The VSLAs who are predominantly women engage in sheanut, dawadawa and baobab picking and processing, petty trading as well as animal rearing, made the commendation when a team from the Ghana Federation of Forest and Farm Producers (GhaFFaP) visited the group at the Navio community in the district on Saturday, to learn how the VSLAs operate.

Mrs ReginaTogiyiga, one of the executive members of the VSLAs stated that during the banking crisis the VLSAs in the district kept some of their money in some banks in the region as savings, but lost such  money leading to the folding up of  many of the VSLA members’ businesses.

The VSLAs numbering 12,362 made up of 11,034 females and 1,328 males, said they were benefiting enormously from the ORGISS Women’s Cooperative Union with lower interest and also able to expand their business and cater for their children. 
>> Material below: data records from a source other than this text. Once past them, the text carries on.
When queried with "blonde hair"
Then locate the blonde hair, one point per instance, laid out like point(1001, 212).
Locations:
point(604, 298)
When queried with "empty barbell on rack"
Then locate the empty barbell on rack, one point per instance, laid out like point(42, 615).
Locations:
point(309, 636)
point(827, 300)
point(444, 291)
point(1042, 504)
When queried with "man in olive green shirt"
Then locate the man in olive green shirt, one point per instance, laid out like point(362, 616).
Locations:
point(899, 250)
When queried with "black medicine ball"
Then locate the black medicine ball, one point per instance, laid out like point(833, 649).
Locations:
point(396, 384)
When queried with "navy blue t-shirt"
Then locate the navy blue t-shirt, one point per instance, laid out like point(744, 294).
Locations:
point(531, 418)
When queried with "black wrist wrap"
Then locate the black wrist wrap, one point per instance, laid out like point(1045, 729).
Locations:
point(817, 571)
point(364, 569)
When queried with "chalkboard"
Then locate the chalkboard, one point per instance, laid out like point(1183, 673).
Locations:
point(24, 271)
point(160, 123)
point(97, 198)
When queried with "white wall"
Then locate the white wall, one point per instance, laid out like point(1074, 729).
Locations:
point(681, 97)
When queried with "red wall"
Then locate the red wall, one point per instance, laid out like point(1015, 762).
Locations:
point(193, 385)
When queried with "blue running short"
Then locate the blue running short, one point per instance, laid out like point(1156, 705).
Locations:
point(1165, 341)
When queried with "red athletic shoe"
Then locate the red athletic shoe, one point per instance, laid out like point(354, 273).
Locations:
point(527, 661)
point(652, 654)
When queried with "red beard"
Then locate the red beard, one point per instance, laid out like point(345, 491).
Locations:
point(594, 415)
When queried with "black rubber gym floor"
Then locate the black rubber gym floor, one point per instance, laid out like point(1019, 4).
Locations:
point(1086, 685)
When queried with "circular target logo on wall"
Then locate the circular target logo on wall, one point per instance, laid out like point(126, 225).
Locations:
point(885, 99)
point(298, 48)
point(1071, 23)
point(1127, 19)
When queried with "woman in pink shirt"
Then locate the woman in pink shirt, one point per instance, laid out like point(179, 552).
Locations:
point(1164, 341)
The women groups also commended the NGO for forging partnership with Tree Aid Ghana to provide sheanut processing centres for them, and also providing good marketing for them.

The Programme Manager of ORGIIS –Ghana, Mr Clifford Amoah Adagenera, explained that the formation of the credit union was borne out of the banking crisis that hit the country two years ago,  leading to the duping of many bank  customers and traders by some private financial institutions.

“Such negative development led to the collapse of many of our women groups’ businesses and thereby affecting their livelihoods and their dignity and as an NGO which has been working with these women groups it felt it, and decided to form this credit union to rejuvenate their businesses,” he stressed.

He stated that the operational areas of the new credit union had been classified into six areas namely Pinda-Piokwaga, Buru, Chiana, Paga, Pungo and Koligo, adding that plans were also in place to upscale the credit union operations in the remaining places in the district.

Mr Abdul-Rahman Mohammed, a member of the GhaGhaFFaP, thanked the VLSAs and noted that they had learnt a lot from the governance structure and operation of the scheme and would replicate it in their respective communities.